19 · Test‑Suite Overview — Stella Ops

(v2.0 — 12 Jul 2025)

Purpose — Describe the multi‑layer automated‑test strategy that guards Stella Ops’ five‑second performance promise, security posture and API stability, and show how each layer maps to CI gates and release criteria.

0 Table of Contents

Test‑pyramid at a glance
Layer definitions & tooling
Directory & naming conventions
CI workflows & failure policy
Quality gates & coverage budgets
Evidence retention & auditability
Local developer quick‑start
Flaky‑test triage & escalation
Change log

1 Test‑pyramid at a glance

Layer	Framework(s)	Scope	CI frequency
Unit	xUnit + FluentAssertions	Pure C# methods, guard clauses, mapping	Every PR
Mutation	Stryker.NET	Critical algorithm branches	Nightly
Static analysis	CodeQL, Semgrep	OWASP, injection, secrets	Every PR
Integration	Testcontainers + xUnit	Redis, Trivy exec, plug‑in hot‑load	Every PR
Quota / throttle	Testcontainers + Clock‑mock	333‑scan counter, 5 s & 60 s retry‑after headers	Every PR
End‑to‑End (UI)	Playwright C#	Login, scan list, mute flow	Merge→main
Performance	Hyperfine + K6	P95 latency, 40 rps throughput	Nightly
Security DAST	OWASP ZAP baseline	TLS headers, auth, XSS	Nightly + RC
Chaos / Resilience	Pumba & Toxiproxy	Redis latency, container kill	Weekly
Compliance smoke	Spectral + JSON‑Schema	SBOM & API payloads	Every PR
Token validity	xUnit + ClockMock	Expiry warning, OUK update refresh, `/token/offline` flow	Every PR

2 Layer definitions & tooling

2.1 Unit

Target ≥ 80 % line and ≥ 60 % branch coverage (coverlet + ReportGenerator).
Naming: Method_ShouldExpected_WhenCondition.

2.2 Mutation

Stryker.NET runs only on projects tagged critical‑logic=true in Directory.Build.props.
Threshold: ≥ 60 % mutation score; red build < 55 %.

2.3 Integration

RedisTestcontainer, TrivyServerTestcontainer, TestcontainersNetwork for realistic wiring.
Each test cleans keys and volumes; parallelisable.
Quota & throttle tests (new) — spin up Redis container, fix system clock to just before UTC midnight, hammer /scan with a stub token to validate:
1. Counter hits 200 → header X‑Stella‑Quota‑Remaining: 133; banner socket event emitted. Delay of 5 secs is added.
2. Counter hits 333 → Delay of 60 secs is added.
3. At UTC midnight rollover key expires → counter resets to 0.

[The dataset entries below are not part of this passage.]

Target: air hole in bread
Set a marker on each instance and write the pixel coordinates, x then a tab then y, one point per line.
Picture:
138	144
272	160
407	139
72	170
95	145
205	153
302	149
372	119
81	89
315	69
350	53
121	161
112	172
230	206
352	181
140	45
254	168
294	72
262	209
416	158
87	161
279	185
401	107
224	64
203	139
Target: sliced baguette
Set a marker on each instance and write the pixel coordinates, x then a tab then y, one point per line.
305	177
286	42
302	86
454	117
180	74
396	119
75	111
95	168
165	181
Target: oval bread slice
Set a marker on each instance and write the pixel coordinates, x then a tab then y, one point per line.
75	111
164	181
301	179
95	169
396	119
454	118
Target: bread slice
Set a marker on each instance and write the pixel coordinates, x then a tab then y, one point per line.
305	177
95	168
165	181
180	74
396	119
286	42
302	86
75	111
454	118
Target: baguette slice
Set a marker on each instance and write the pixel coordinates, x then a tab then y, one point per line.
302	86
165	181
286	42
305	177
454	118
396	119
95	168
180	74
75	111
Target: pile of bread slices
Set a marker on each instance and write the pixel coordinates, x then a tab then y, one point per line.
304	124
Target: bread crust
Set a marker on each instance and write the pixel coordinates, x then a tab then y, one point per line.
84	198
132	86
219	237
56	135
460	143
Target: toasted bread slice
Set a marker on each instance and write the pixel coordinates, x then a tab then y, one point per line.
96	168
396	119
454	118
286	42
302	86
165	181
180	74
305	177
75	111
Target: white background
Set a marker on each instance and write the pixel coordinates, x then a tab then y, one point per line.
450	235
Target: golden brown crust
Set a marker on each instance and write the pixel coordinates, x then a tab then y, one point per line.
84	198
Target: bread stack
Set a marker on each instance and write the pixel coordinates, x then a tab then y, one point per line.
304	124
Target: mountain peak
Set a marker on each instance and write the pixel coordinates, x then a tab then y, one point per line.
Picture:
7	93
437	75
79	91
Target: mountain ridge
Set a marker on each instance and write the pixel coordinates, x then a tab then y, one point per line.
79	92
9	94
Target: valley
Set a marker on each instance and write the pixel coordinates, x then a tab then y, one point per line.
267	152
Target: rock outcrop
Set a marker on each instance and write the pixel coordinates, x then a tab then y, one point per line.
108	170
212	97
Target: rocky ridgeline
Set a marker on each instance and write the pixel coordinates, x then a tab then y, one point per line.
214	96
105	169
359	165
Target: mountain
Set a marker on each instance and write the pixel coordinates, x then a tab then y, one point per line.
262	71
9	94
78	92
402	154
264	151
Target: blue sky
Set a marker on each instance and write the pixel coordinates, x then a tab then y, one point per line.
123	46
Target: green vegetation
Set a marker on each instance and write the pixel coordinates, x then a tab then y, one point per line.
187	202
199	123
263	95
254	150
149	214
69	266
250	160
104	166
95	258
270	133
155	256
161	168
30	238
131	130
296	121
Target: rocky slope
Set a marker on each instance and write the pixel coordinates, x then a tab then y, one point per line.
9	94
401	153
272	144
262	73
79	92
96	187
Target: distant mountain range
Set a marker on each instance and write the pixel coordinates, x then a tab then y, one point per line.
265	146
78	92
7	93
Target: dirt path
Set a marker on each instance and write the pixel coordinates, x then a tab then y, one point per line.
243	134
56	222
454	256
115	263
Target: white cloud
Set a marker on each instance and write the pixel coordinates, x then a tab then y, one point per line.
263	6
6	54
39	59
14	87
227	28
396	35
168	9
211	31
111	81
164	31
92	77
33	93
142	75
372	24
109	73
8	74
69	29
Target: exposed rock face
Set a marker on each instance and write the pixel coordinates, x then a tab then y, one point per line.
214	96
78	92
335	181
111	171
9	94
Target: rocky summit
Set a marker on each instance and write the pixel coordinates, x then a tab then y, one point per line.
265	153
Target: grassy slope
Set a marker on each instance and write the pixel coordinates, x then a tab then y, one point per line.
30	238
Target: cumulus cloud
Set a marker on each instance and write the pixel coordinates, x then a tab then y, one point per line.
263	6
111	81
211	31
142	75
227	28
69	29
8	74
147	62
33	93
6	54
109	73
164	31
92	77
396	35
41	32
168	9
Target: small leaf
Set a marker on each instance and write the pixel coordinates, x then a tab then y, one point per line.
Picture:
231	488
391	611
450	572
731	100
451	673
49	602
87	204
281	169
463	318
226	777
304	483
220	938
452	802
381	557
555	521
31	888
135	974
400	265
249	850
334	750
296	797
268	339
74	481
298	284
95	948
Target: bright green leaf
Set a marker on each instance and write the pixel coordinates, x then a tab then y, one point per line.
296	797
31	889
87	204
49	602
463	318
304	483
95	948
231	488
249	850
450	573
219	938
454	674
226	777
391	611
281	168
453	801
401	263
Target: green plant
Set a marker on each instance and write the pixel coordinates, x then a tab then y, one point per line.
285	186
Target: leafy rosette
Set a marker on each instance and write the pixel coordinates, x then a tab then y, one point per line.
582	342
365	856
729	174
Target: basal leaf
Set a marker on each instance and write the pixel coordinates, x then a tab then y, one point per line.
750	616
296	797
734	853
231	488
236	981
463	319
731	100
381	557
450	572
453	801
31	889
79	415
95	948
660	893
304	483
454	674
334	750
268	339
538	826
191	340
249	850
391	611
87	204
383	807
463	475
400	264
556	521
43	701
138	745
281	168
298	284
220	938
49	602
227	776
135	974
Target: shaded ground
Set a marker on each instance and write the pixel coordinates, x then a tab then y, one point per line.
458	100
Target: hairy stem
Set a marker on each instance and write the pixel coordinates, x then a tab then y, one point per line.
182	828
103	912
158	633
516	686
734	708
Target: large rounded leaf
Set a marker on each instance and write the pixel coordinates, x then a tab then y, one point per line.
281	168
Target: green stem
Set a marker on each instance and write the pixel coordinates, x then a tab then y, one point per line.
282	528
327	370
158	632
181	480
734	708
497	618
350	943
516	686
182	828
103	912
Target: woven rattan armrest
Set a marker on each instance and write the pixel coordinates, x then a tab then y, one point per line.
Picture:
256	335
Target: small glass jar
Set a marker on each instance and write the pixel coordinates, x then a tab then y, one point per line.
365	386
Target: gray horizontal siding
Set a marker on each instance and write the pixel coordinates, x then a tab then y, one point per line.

### 2.4 Quota / throttle layer (explicit)

Uses the same fixture but runs in isolation to keep CI time predictable.
Fails the pipeline if any of the four behaviours above mis‑fires.

2.4 End‑to‑End

API suite asserts presence of X‑Stella‑Quota‑Remaining on every successful /scan.
API suite uses async httpx for accurate latency numbers.
UI suite uses Playwright headless Chromium; Lighthouse a11y snapshot recorded.

2.5 Performance

Hyperfine measures CLI workflows (SBOM_LOCAL, SBOM_REMOTE, IMAGE_WARM).
K6 hits /scan at 40 rps for 3 min; checks P95 ≤ 5 s and error‑rate = 0.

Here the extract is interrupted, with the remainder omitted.